DOCUMENTARY “PINK SMOKE OVER THE VATICAN” TO BE SHOWN 3:00 – 5:00 PM ON SATURDAY, Nov. 9 At: 2 Westmill Ln., Palm Coast, Fl.-- FREE


         
See:  http://ncronline.org/blogs/grace-margins/women-priests-demonstrate-profound-faithfulness-god
         www.associationofromancatholicwomenpriests.org
         www.romancatholicwomenpriests.org         
         http://bridgetmarys.blogspot.com/ 
         http://www.womensordination.org/


 2 Westmill Ln., Palm Coast FREE


"Pink Smoke Over the Vatican," the award-winning documentary about the struggle for justice and equality for women in the Roman Catholic Church -- and how it affects women worldwide -- will be shown on Saturday Nov., 9, 3:00 – 5:00 at 2 Westmill Ln., Palm Coast, Fl.
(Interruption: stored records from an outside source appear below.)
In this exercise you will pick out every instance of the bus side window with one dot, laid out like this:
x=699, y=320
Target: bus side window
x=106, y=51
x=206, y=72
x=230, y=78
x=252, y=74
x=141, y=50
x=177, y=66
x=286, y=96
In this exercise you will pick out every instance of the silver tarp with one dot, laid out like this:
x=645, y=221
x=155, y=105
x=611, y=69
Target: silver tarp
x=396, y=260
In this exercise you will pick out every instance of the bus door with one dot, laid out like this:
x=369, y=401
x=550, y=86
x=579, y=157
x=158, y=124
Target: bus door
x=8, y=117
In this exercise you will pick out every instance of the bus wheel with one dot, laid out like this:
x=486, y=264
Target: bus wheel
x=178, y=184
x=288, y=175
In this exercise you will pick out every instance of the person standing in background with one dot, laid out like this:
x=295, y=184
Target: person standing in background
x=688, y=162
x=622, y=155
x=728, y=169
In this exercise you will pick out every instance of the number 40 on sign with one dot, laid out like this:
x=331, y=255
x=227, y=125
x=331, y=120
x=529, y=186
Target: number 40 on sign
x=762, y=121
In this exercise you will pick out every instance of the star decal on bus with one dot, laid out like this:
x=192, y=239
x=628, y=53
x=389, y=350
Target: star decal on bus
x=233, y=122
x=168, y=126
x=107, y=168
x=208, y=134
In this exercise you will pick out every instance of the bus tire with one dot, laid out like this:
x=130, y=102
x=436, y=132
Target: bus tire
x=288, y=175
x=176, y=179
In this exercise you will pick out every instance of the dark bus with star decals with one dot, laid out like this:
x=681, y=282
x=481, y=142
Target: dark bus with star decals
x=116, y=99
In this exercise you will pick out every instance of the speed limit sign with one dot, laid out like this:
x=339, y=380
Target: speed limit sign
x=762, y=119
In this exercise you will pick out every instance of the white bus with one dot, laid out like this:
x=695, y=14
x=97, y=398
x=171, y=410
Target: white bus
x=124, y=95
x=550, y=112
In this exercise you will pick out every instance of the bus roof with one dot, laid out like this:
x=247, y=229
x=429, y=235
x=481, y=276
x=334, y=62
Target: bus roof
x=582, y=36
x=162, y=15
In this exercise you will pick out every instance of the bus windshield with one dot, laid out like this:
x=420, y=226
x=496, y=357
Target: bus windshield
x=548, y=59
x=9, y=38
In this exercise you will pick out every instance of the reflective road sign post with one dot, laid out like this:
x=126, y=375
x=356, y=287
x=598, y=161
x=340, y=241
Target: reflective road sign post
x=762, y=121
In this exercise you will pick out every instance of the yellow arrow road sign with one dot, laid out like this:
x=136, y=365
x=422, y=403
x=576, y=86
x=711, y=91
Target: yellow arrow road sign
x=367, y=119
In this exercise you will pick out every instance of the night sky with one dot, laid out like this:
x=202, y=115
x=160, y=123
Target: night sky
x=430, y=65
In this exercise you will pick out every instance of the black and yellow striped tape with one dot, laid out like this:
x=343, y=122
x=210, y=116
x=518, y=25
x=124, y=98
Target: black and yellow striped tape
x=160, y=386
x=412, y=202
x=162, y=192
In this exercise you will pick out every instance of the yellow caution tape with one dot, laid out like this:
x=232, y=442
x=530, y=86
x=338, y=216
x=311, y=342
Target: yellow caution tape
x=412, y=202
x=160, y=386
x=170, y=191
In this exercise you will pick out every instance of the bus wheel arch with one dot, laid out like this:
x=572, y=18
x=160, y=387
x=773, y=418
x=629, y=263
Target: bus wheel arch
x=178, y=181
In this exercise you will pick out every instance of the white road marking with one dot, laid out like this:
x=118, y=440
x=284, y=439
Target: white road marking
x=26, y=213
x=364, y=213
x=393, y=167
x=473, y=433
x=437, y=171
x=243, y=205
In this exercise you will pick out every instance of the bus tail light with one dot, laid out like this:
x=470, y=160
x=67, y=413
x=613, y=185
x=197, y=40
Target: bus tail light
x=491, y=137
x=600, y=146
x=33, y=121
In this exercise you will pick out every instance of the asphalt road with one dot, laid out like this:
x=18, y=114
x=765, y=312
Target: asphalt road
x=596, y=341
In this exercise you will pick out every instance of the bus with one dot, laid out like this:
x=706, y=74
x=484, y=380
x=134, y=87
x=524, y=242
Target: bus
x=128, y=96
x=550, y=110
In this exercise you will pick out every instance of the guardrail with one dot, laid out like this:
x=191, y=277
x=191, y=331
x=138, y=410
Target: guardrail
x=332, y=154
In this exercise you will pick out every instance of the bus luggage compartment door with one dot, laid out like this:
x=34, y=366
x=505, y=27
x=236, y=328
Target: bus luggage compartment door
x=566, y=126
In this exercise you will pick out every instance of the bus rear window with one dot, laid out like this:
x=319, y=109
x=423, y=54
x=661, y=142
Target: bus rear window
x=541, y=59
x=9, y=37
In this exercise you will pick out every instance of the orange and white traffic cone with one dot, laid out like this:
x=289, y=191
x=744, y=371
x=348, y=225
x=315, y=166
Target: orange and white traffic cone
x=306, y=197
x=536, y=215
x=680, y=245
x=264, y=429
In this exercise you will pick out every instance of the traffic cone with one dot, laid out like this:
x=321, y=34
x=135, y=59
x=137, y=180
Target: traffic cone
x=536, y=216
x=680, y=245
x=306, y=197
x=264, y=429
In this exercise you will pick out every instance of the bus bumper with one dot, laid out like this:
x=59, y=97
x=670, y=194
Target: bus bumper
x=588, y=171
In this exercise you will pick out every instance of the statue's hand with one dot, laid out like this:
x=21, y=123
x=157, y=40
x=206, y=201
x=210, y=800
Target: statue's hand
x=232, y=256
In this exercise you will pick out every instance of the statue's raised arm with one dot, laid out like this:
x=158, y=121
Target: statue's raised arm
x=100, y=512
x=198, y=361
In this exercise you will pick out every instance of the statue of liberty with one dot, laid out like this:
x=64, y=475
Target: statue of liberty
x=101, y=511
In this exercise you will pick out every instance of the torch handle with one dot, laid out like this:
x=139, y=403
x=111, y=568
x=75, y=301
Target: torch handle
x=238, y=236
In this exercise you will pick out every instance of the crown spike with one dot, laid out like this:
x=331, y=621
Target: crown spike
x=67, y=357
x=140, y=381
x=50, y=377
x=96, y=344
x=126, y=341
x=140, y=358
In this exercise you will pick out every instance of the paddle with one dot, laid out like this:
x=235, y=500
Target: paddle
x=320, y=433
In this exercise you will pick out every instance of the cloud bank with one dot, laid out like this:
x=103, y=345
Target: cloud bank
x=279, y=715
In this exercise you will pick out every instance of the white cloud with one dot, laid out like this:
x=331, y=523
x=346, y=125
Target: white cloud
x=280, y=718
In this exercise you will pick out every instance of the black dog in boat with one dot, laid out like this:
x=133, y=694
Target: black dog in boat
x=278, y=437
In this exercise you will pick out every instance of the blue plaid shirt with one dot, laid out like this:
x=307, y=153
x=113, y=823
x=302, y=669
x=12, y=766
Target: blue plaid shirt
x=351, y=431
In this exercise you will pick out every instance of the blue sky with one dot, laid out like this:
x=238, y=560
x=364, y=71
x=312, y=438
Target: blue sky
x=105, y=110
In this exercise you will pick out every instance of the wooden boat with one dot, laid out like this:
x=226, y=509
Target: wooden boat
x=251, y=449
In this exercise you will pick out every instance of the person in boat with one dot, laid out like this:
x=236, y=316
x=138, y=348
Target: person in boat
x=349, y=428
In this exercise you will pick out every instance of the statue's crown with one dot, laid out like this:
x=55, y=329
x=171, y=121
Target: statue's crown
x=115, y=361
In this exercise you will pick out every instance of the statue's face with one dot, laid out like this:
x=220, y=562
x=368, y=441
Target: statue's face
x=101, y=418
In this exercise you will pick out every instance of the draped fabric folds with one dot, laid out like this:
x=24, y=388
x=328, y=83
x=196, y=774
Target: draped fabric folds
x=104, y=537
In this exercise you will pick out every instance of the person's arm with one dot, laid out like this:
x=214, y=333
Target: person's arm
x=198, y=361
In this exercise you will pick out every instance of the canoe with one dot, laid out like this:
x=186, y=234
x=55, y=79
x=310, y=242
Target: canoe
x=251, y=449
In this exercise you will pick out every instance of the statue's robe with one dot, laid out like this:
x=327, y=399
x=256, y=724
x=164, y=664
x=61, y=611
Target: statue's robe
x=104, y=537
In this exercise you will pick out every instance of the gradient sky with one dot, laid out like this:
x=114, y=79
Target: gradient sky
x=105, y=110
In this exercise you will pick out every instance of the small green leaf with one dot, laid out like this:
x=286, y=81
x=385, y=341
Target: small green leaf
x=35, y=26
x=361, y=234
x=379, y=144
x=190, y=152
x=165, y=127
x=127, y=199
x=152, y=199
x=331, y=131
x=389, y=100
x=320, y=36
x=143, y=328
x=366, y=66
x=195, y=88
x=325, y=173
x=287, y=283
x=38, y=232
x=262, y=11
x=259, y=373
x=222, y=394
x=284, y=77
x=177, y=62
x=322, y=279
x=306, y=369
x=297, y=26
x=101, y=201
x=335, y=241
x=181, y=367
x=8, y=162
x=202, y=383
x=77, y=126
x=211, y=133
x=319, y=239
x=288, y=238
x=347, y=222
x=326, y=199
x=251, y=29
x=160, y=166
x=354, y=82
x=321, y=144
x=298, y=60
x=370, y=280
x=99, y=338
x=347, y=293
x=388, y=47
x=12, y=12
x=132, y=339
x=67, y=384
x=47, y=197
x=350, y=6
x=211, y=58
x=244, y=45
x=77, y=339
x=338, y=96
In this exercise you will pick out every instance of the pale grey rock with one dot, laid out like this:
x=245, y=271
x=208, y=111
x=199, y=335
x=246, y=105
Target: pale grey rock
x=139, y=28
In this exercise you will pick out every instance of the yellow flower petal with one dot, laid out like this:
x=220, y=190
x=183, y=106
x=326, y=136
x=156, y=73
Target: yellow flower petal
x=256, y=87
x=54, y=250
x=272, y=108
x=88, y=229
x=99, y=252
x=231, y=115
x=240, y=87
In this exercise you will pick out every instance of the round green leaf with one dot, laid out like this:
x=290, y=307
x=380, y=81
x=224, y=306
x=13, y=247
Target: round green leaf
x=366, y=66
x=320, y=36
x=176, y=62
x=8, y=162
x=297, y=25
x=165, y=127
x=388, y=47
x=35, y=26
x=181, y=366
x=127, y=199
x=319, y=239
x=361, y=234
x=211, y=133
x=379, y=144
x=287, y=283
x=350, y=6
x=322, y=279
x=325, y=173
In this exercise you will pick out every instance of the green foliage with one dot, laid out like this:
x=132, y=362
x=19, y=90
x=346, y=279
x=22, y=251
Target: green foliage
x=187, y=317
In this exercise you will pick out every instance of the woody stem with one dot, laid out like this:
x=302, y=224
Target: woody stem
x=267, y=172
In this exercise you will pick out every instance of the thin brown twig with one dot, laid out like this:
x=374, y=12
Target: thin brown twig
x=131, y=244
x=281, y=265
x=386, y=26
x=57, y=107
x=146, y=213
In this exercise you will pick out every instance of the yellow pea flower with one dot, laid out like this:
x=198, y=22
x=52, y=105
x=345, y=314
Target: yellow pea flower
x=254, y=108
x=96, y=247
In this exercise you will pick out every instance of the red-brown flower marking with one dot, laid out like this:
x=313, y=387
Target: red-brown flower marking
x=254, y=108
Questions and discussion will follow.

The film's title came from Women's Ordination Conference (WOC) activists who burned Pink Smoke instead of the Vatican's symbolic white smoke before Joseph Ratzinger was elected pope. The WOC activists were highlighting the lack of women in the papal election process and the Vatican's ban on women priests. 

The ordination of women in the Roman Catholic Church is seen by many as a keystone to the empowerment of women worldwide. The women interviewed in Pink Smoke have made the connections between sexism in the Roman Catholic Church and discrimination and violence toward women and children in our world.  These concerns include traditional prejudice, education, employment, female genital mutilation, hunger, poverty, and reproductive safety.
   
In "Pink Smoke Over the Vatican" filmmaker Jules Hart tells the story of the women priest movement in the Roman Catholic Church. “It is not every day that you meet people who give up everything for what they believe in,” says Hart, who is not Catholic, about the women priests and supporters who inspired her to make this film.  Women who are ordained -- and their supporters -- are not only excommunicated by the Vatican; if they work for the Church, they lose their jobs. Male priests who want to support the equality of women remain silent out of fear of losing their jobs and pensions.

The film chronicles the history of the women's ordination movement in the Roman Catholic Church, beginning with the secret ordination of Ludmila Javorova in 1970 during Czechoslovakia's communist rule. When male bishops ordained seven women on the Danube in 2002, the Roman Catholic Women Priests movement began. In 2003, two of the original seven women were ordained bishops. More women were ordained in North America in 2005 and in the U.S. in 2006 in Pittsburgh. Today over 200 women have been ordained Roman Catholic Women Priests or are candidates for ordination. They are currently in 24 states in the U.S. and in nine other countries, in Latin America, Canada and Europe.

The film features interviews with some of the women who claim to have been ordained in the same line of apostolic succession that male priests and bishops also claim. It includes interviews with Catholic theologian Dorothy Irvin whose work in the early Church period has drawn attention to tombstones, frescoes, catacombs and mosaics documenting women's ministries as deacons, priests and bishops.

Other prominent women who have not been ordained also are interviewed. Commentary by Maryknoll priest Father Roy Bourgeois on the women priest movement and the sacrifices he made for supporting it give a male priest’s perspective on gender injustice within the Church. Also included are the perspectives of the spokesman for the Pittsburgh (PA-USA) diocese, Father Ronald Lengwin, who gives the latest official position of the hierarchy on women’s ordination.

People who have seen Pink Smoke say that it is a grassroots prophetic story that speaks truth to power.